Kleemann hatte die Studie im Auftrag der Rechtshilfe Gorleben gefertigt darin Mängel und Versäumnisse bei der Begutachtung und Bewertung des Salzstocks Gorleben als potentielles nukleares Endlager aufgezeigt.
Nun hat die Bundesanstalt für Geowissenschaften und Rohstoffe (BGR) ihre 15-seitige Erwiderung öffentlich gemacht und ins Internet gestellt - nachzulesen hier!.
Darin zieht die BGR das Fazit, Kleemanns Studie vom 29.11.2011 würde einer fachlichen Überprüfung nicht standhalten.

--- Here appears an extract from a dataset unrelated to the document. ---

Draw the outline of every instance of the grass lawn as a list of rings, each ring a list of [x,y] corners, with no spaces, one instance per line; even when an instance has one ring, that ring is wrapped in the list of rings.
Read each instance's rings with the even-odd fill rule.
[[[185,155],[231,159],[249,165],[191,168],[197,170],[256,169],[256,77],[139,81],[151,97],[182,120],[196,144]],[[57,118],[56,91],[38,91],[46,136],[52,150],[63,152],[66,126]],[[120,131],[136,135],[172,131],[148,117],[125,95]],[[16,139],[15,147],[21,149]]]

Er habe sich im Wesentlichen auf einige und teilweise aus dem Zusammenhang gerissene Aussagen gestützt und hätte keinen Bezug auf die mehreren hundert zugrunde liegenden Fachberichte der BGR genommen. Die Juckepunkte sind die Bewertung von Gaseinschlüssen, ein vermutetes Gasfeld unter dem Salzstock und das fehlende Deckgebirge sowie die Frage, ob die BGR der Frage nachgegangen ist, ob Gorleben in einer tektonischen Störungszone liegt – allesamt K.o-Kriterien für den Standort.
Kleemann: BGR geht nicht auf Kritikpunkte ein
Kleemann hält dagegen:"Ich hatte in meiner Studie darauf hingewiesen, dass die Zitierung einer großen Zahl von unveröffentlichten Berichten dann zulässig ist, wenn nur die durchgeführten Arbeiten dargestellt werden sollen. Wenn jedoch wertende Aussagen – wie: der Standort ist als ruhig zu bezeichnen, es spricht nichts gegen eine Eignung – getroffen werden, muss das aktuelle Schrifttum erwähnt werden. Das ist der Hauptvorwurf. Hierauf geht die BGR jedoch nicht ein, sondern macht nur einige ablenkende Bemerkungen."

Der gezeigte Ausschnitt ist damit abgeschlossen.